Richard Zogheb, Citigroup’s co-head of capital markets origination for the Americas, said investors are well aware of interest-rate risk.
“That’s one reason investors are exhibiting a strong preference for larger, more-liquid issues,” he said. “So they can sell if rates start to move against them.”
The Bank of America Merrill Lynch Global High-Yield Index has produced a 1.65 percent total return, which includes interest income and price gains, so far this year after a 19 percent return last year. The index is composed of 3,147 issues with a face value of $1.66 trillion.

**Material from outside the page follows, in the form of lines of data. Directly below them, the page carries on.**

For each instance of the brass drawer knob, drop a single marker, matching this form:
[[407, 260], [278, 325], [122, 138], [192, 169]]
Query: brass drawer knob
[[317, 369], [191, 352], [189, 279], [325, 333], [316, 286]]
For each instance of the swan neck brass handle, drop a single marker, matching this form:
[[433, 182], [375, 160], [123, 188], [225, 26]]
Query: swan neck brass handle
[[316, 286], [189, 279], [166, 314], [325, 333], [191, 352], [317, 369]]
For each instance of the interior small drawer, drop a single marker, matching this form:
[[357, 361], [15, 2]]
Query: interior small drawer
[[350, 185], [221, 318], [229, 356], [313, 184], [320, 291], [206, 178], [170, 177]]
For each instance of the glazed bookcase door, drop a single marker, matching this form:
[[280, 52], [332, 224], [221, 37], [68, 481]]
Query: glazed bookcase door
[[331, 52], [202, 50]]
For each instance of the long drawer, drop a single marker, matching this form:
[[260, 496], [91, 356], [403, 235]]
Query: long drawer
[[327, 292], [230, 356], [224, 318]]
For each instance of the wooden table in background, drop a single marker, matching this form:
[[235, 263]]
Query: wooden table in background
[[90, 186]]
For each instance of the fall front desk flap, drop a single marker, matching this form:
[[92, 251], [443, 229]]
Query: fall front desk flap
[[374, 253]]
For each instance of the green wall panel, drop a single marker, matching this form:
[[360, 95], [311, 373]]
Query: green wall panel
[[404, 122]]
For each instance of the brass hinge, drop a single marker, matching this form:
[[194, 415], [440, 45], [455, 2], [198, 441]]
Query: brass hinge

“The notion of sort of selling everything and sitting on the sidelines is one that probably plays out every day in their minds,” said Dan Toscano, Morgan Stanley’s head of acquisition and leveraged finance. “But if you’re a long-only manager, which such a big chunk of the market is, you’re effectively shorting the market if you’re sitting in cash, and the opportunity cost of shorting can be very high.”
Junk-bond exchange-traded funds, which allow investors including retirees and hedge funds to slip in and out of the market, boosted their holdings to $30 billion in less than six years, data compiled by Bloomberg show. Those ETFs, which seek to track indexes of frequently traded bonds, are required to buy a specific subset of debt as they receive inflows.
High-yield bond funds attracted a net $2 billion in January, according to Morningstar. Managers of those funds must buy junk bonds, helping support the market.
“The smartest people -- and it’s a small handful -- are smart enough to close their doors and take no more money,” Holland said. “But that’s very hard to do for most managers. They continue to take the money and invest it. It makes it more extreme, as it did with the dot-coms and has done now in the yield market.”
Gary Cohn, Goldman Sachs’s president and chief operating officer, told Stephanie Ruhle this month on Bloomberg Television’s “Market Makers” program that interest rates can only go up and that he’s concerned the public may not understand how that could imperil fixed-income investments.
Cohn, 52, and other bankers and investors say they’re reluctant to guess when rates will rise.
“There’s rationality to what may on the surface appear somewhat irrational,” said Morgan Stanley’s Toscano. “I don’t think there’s a lot of conviction out there today that this market’s going to change tonight or tomorrow night.”
After all, investors who said they were staying away from the market last year missed out on some stellar returns.
“There’s an old saw on Wall Street that more money has been lost reaching for yield than at the point of a gun,” Holland said. “And here we go again.”